Kaygı, herhangi bir stresli durumda yaşanan doğal bir duygudur ve yaşamın doğal bir parçasıdır. Öğrenciler için sınava girmek stres dolu ve kaygı yaratan bir yaşantıdır. Her öğrenci, sınava bağlı olarak, kaygının etkilerini değişik şekillerde yaşar ve hisseder. Aslında bir miktar kaygı yaşamanın, en iyi performansı göstermede olumlu etkileri vardır. Yaşanan kaygı sırasında salgılanan Adrenalin miktarının, uyarıcı etkisi ve dikkati odaklamada önemli rolü vardır. Ancak aşırı kaygı durumunda salgılanan yoğun Adrenalin, bilgi transferini engeller, bir takım fiziksel belirtilerin ortaya çıkmasına ve paniğe sebep olur.
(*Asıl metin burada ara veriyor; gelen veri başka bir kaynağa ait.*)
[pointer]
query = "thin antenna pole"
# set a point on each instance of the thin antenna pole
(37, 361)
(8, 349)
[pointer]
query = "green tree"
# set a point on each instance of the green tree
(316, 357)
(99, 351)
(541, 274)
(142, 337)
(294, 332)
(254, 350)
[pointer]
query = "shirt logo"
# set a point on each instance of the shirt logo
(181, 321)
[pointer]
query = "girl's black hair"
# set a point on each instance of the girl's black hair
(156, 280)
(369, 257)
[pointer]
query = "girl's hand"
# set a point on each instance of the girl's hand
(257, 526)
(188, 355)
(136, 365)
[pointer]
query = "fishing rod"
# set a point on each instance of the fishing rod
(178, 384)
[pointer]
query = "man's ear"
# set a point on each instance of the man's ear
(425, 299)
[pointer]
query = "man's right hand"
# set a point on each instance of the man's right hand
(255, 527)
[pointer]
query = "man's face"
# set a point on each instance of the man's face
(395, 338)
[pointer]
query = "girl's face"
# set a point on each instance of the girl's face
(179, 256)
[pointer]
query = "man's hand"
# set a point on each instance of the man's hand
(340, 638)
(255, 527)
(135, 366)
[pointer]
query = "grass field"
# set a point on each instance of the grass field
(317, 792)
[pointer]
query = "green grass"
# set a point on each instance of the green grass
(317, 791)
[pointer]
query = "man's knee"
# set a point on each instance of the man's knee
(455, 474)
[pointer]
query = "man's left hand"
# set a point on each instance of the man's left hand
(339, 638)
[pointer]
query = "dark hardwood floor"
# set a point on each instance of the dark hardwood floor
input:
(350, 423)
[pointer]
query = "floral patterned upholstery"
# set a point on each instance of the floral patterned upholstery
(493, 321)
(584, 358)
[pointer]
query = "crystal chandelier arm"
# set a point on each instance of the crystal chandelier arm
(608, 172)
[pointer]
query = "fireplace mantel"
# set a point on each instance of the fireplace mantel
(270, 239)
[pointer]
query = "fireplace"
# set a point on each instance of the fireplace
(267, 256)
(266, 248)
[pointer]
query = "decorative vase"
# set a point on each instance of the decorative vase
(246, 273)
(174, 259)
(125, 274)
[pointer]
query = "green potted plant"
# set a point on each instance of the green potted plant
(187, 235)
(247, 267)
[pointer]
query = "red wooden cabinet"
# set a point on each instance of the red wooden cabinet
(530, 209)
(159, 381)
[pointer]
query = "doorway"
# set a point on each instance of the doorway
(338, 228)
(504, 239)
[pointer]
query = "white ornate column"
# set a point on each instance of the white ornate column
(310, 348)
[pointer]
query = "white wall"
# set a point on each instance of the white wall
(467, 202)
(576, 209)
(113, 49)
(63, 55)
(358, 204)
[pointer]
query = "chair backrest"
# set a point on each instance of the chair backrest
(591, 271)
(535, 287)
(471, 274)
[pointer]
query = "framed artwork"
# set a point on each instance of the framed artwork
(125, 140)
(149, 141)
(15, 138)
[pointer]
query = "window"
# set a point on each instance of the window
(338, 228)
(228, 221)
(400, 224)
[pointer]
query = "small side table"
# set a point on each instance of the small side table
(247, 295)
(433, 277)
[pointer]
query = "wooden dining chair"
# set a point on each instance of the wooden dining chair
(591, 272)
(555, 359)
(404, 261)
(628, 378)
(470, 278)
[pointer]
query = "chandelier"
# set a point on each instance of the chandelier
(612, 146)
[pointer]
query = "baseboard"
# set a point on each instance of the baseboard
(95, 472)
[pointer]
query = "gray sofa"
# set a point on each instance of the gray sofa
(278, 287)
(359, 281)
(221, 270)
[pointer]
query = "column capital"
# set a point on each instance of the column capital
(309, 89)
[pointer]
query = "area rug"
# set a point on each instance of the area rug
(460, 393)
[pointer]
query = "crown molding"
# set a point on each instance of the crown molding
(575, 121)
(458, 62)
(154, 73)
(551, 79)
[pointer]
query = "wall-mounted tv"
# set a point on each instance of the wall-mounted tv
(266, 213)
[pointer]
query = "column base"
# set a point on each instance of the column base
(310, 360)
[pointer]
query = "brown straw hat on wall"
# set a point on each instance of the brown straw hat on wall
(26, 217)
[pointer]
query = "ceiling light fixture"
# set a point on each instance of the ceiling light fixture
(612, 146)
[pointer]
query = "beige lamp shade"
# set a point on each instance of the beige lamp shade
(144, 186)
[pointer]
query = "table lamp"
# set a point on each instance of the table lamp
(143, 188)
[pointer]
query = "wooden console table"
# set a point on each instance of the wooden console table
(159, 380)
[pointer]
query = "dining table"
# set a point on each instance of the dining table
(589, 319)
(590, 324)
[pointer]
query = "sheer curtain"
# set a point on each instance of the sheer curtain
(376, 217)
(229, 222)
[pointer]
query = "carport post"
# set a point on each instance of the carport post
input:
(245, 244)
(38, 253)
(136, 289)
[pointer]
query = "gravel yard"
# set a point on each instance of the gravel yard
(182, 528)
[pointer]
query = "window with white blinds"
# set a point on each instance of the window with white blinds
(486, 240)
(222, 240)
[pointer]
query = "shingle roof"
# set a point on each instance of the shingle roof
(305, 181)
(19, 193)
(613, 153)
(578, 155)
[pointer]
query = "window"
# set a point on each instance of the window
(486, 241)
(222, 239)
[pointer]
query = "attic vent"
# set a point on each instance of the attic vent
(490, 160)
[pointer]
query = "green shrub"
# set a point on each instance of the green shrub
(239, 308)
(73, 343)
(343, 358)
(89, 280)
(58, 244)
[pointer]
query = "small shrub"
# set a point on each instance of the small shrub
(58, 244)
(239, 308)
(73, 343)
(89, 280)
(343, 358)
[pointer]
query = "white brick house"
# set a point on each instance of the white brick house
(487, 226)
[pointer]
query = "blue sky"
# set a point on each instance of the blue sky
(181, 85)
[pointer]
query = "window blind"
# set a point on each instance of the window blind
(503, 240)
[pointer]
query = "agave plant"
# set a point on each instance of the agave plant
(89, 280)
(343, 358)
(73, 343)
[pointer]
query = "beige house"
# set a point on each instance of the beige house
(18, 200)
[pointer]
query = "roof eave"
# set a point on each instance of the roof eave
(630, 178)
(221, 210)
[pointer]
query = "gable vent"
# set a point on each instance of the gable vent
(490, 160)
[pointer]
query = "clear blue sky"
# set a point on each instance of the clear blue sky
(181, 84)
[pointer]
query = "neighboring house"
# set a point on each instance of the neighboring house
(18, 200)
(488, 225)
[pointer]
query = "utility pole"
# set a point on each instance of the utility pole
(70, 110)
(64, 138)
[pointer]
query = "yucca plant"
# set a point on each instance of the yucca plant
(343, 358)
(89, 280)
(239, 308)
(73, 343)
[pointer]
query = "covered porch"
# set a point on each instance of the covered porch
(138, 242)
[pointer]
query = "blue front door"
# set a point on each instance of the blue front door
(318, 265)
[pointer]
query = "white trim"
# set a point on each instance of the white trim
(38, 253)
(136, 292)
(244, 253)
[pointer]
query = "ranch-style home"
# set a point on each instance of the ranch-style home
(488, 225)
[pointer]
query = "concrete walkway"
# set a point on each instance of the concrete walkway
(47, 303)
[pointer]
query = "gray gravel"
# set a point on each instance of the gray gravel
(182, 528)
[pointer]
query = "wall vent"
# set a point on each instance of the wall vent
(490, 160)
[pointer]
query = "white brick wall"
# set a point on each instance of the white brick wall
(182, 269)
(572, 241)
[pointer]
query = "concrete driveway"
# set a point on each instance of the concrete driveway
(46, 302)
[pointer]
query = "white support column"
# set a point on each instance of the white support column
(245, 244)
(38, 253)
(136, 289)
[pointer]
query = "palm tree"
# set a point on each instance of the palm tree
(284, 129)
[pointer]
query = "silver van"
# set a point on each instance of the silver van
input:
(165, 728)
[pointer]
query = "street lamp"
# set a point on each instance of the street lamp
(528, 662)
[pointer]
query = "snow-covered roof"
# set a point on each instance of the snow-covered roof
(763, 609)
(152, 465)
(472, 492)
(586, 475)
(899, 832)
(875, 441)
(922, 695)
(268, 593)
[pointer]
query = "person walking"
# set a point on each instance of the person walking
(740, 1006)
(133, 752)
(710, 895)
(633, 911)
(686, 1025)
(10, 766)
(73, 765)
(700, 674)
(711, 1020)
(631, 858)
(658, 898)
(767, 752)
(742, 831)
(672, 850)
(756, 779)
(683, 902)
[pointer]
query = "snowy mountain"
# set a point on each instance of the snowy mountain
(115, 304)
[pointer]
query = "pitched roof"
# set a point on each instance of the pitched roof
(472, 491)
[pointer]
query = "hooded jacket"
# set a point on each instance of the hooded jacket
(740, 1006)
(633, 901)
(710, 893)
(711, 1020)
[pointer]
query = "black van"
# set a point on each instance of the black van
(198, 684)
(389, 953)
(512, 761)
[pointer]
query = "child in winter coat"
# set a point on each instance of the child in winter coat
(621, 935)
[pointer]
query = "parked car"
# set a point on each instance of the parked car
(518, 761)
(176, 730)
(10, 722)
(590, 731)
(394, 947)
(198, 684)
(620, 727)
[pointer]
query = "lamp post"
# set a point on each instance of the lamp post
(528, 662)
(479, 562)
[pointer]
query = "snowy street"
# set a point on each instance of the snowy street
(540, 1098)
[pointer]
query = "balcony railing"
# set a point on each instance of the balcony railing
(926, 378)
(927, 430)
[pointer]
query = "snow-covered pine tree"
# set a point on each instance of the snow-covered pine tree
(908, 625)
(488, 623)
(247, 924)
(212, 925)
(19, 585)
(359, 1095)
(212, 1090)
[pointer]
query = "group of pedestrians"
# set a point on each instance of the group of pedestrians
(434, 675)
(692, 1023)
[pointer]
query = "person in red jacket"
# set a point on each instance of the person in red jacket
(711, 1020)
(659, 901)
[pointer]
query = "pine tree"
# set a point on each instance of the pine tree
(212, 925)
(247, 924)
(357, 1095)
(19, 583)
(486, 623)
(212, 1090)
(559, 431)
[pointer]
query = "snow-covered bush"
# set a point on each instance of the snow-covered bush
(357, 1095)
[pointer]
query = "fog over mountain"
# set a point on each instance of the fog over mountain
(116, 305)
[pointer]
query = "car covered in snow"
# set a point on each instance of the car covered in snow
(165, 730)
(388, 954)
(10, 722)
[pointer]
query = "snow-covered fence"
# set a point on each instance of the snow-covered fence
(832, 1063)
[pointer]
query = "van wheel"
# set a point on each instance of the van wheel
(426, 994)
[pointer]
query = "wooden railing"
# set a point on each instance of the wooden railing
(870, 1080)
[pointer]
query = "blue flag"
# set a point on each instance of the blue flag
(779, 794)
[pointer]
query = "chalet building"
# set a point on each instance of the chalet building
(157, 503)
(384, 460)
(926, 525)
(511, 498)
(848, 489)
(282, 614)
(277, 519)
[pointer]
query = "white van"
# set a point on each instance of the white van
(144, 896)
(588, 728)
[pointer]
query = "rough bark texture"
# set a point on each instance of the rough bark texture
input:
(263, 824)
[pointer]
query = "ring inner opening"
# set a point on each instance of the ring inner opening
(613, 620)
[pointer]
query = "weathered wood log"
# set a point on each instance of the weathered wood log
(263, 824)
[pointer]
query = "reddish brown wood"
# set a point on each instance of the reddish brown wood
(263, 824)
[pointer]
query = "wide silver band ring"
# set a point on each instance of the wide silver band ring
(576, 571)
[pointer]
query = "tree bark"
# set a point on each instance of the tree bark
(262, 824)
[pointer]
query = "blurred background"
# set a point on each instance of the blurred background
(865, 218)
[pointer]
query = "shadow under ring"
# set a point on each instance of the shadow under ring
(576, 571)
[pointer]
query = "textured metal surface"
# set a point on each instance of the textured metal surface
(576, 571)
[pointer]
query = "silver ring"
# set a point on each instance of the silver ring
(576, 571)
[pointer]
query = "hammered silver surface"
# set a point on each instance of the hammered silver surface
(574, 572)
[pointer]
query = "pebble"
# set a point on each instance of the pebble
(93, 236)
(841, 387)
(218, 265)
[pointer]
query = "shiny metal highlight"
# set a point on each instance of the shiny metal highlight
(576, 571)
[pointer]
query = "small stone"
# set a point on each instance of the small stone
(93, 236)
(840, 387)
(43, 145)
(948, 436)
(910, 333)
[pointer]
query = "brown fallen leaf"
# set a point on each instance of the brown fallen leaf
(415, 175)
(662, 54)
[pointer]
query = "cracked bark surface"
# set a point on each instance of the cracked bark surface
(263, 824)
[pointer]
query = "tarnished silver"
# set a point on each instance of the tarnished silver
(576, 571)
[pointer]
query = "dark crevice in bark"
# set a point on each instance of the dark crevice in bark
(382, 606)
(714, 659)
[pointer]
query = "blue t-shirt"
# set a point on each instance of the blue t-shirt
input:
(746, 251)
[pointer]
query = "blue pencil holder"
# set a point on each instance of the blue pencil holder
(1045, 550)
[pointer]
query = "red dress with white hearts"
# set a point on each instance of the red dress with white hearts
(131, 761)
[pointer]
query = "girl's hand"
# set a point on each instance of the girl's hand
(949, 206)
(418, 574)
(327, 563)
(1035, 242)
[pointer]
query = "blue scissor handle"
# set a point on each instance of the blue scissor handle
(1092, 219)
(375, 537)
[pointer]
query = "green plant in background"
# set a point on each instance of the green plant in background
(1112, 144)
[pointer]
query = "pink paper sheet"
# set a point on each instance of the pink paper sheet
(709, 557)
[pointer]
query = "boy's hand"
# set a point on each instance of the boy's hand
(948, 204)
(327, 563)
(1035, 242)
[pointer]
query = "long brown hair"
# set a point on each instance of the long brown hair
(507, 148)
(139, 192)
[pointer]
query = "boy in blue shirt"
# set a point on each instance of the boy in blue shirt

Sınav kaygısının etkileri, sınavda bilgilerini unutma ve bir boşluk yaşamadan, fiziksel olarak hastalanmaya kadar geniş bir yelpazeye yayılır.

Yaşanan kaygı düzeyi, sınava hazırlığı ve sınavda gösterilen performansı etkiler ancak bu etki performansa olumsuz yönde yansıdığında “sınav kaygısı” bir sorun olarak karşımıza çıkar.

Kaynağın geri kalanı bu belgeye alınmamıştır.